Another source said Ant’s claimed offences regarding a disorderly growth of capital and the associated financial concerns its erstwhile unrestrained operations have produced will likely be the subject of the penalties.
Requests for comments about Ant and the PBOC were not answered.
Since none of the sources had permission to speak to the media, they all agreed to speak on the basis of anonymity.
In November 2020, shortly after Ant’s wealthy founder Ma openly denounced China’s regulatory framework for limiting innovation, Chinese authorities abruptly cancelled Ant’s IPO, which was expected to be the largest ever.
Regulators began reining in Ma’s network in the months that followed, beginning with the antitrust investigation against Alibaba. Ma, one of the most prominent and wealthy businesspeople in China, has generally avoided the spotlight since the crackdown.
The regulators additionally pressured Ant, whose activities include the distribution of insurance products, consumer financing, and payment processing, to redesign its organisational structure.
Since April of last year, Ant has been officially undergoing a significant business transformation, which involves converting into a financial holding company subject to regulations and capital requirements akin to those for banks.
The overhaul includes merging Ant’s two highly profitable microloan companies into a consumer finance component and giving state firms access to its vast database of user information on more than 1 billion people. These changes are expected to reduce Ant’s profitability and appraisal by scaling back some of its operations.

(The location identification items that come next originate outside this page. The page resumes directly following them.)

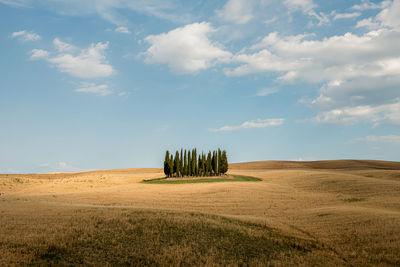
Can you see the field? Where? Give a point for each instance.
(328, 213)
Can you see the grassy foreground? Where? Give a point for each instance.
(236, 178)
(121, 237)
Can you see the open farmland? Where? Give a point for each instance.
(324, 213)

According to four of the people, the punishment for Ant won’t likely be decided until after China names a number of prominent officials to the State Council as well as other government agencies early in the next year.
Top positions at the cabinet and other government bodies are still open for change, which typically happens at the annual conference of parliament in early March. Although China’s dominant Communist Party completed its twice-decade congress and unified command reshuffle last month, this is still a time when major changes are typically made.
Yi Gang, the head of the central bank, is expected to retire at age 64, the statutory retirement age for minister-level officials.
A request for comment was not answered by China’s State Council Information Office, which manages media inquiries for the cabinet.